A proximidade do segundo turno das eleições têm acirrado ainda mais as disputas políticas e colocado luz às diferenças de projetos entre os candidatos a governo e presidência na Bahia no Brasil. Para analisar os diferentes rumos que estão apontados para a sociedade com o resultado das urnas, conversamos com a pedagoga e ativista negra Benilda Brito.
Mestra em Gestão Social e ativista pela educação do Fundo Malala, Benilda tem uma trajetória marcada pela luta antirracista e em defesa dos Direitos Humanos. Em entrevista para o Brasil de Fato Bahia, Benilda faz uma análise da atual conjuntura, pontua o que pensa do primeiro turno das eleições e fala de expectativas para o futuro e para o próximo dia 30, data em que os brasileiros vão novamente às urnas para votar e eleger as suas representações.

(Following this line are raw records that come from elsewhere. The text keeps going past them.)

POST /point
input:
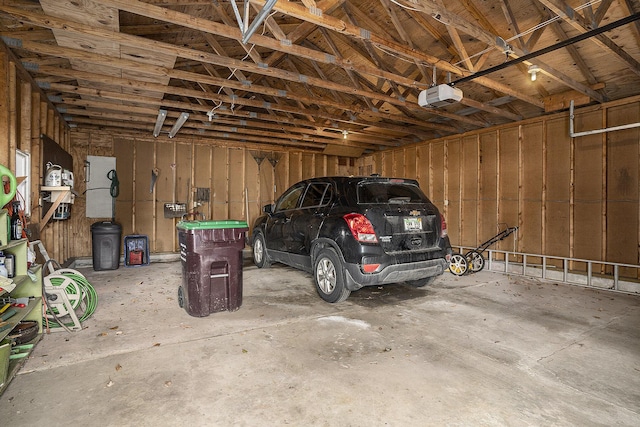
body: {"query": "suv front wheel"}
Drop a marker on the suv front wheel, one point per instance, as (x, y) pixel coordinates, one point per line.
(328, 275)
(260, 256)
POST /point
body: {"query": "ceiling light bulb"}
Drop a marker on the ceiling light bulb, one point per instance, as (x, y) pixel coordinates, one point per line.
(534, 70)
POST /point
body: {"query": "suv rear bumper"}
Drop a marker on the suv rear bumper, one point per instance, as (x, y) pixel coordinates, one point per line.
(394, 273)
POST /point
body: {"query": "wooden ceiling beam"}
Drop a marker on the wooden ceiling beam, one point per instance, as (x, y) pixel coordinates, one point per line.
(221, 60)
(148, 86)
(491, 40)
(340, 26)
(573, 51)
(204, 57)
(577, 21)
(257, 120)
(630, 8)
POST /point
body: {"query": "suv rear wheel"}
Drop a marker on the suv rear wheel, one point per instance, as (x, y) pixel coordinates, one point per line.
(328, 275)
(260, 257)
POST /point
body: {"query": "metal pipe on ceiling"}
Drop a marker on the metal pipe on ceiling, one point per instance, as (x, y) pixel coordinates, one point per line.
(564, 43)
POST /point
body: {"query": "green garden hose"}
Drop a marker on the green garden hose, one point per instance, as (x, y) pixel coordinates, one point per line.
(82, 294)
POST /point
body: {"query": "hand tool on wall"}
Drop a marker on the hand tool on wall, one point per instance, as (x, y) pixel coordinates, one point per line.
(154, 176)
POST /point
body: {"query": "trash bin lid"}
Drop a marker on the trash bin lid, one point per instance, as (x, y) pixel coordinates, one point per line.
(208, 225)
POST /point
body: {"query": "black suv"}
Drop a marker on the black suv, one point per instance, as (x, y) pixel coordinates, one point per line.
(351, 232)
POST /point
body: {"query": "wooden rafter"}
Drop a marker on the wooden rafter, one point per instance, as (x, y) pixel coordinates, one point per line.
(581, 24)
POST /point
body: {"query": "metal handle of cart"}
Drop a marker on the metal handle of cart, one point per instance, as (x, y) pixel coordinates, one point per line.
(473, 261)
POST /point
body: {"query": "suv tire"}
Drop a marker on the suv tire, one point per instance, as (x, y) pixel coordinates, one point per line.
(260, 256)
(328, 275)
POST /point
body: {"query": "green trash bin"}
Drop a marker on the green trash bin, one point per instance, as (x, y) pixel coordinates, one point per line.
(211, 258)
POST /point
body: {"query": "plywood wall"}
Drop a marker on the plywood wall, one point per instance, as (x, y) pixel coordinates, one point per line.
(239, 185)
(571, 197)
(25, 115)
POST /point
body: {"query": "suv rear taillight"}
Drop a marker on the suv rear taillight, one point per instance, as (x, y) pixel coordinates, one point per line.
(361, 228)
(443, 227)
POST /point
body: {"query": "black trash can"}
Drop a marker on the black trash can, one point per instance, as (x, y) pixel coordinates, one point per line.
(106, 236)
(211, 255)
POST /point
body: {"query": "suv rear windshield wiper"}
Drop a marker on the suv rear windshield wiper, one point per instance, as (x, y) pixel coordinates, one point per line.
(399, 200)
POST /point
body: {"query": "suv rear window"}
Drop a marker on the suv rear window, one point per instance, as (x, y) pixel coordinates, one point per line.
(318, 194)
(390, 192)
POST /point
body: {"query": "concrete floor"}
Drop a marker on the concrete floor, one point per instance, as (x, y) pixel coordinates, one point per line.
(485, 350)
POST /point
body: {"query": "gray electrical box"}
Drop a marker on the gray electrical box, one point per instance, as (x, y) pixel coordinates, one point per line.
(99, 200)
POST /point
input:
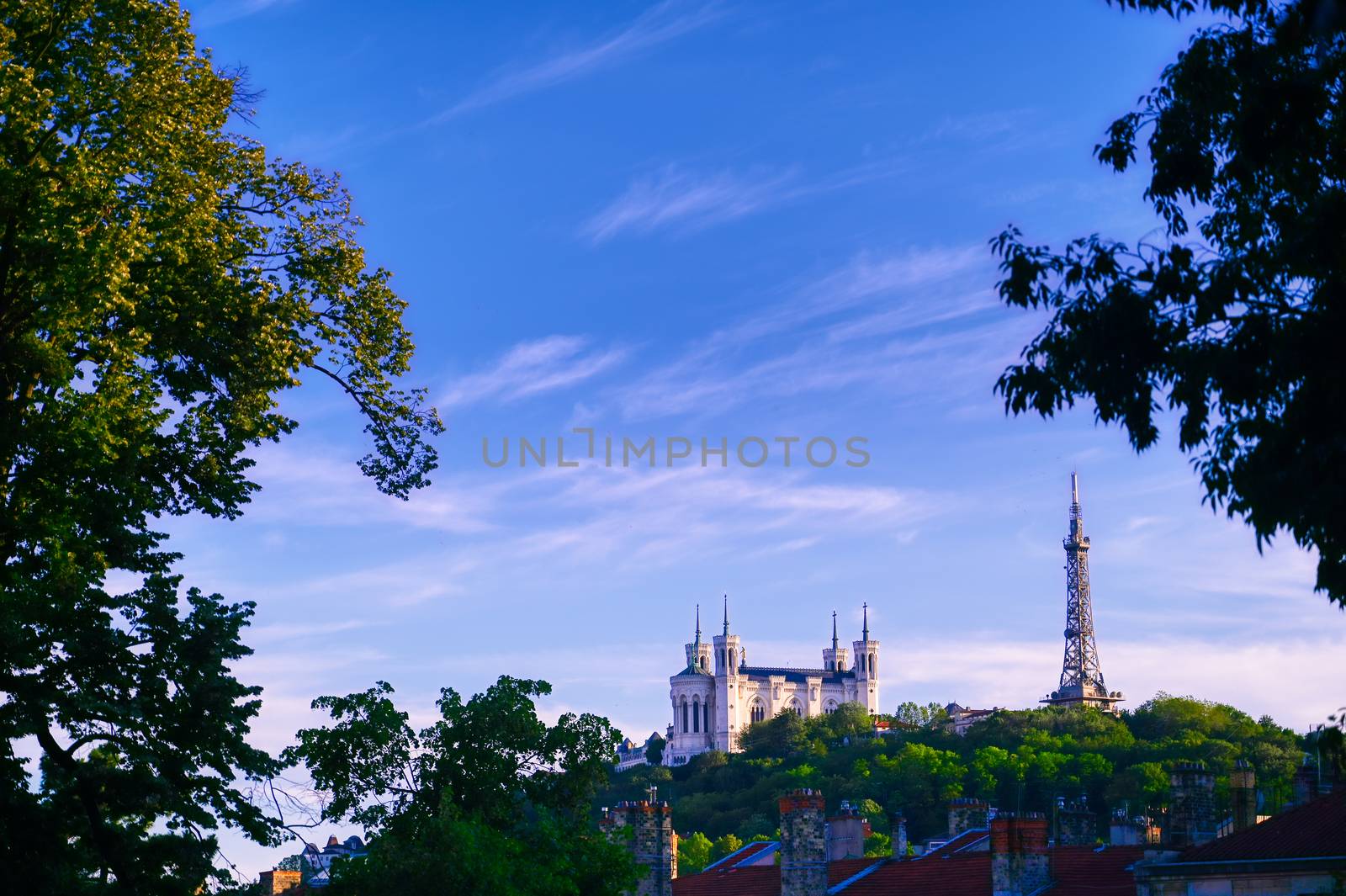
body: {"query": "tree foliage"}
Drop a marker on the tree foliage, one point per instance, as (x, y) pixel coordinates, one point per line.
(1015, 759)
(488, 799)
(162, 282)
(1235, 318)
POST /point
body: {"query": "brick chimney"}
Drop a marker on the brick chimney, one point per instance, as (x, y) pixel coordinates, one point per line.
(1076, 825)
(899, 833)
(652, 840)
(1020, 862)
(804, 849)
(967, 813)
(1243, 793)
(1191, 810)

Leia também: Conheça as propostas dos candidatos ao governo da Bahia para a população negra
Brasil de Fato Bahia: O primeiro turno das eleições presidenciais no último dia 02 de outubro nos aponta um Brasil dividido em desejos de projetos políticos muito diferenciados. O resultado das urnas nos confirma esses lados e nos permite observar os anseios e as expectativas do sudeste e sul do país, com maior adesão ao candidato Jair Bolsonaro e do outro lado do Brasil, o nordeste fazendo um grande diferencial no apoio e na vantagem de votação obtida pelo candidato Luiz Inácio Lula da Silva. Você já esperava por essa realidade ou o resultado te surpreendeu?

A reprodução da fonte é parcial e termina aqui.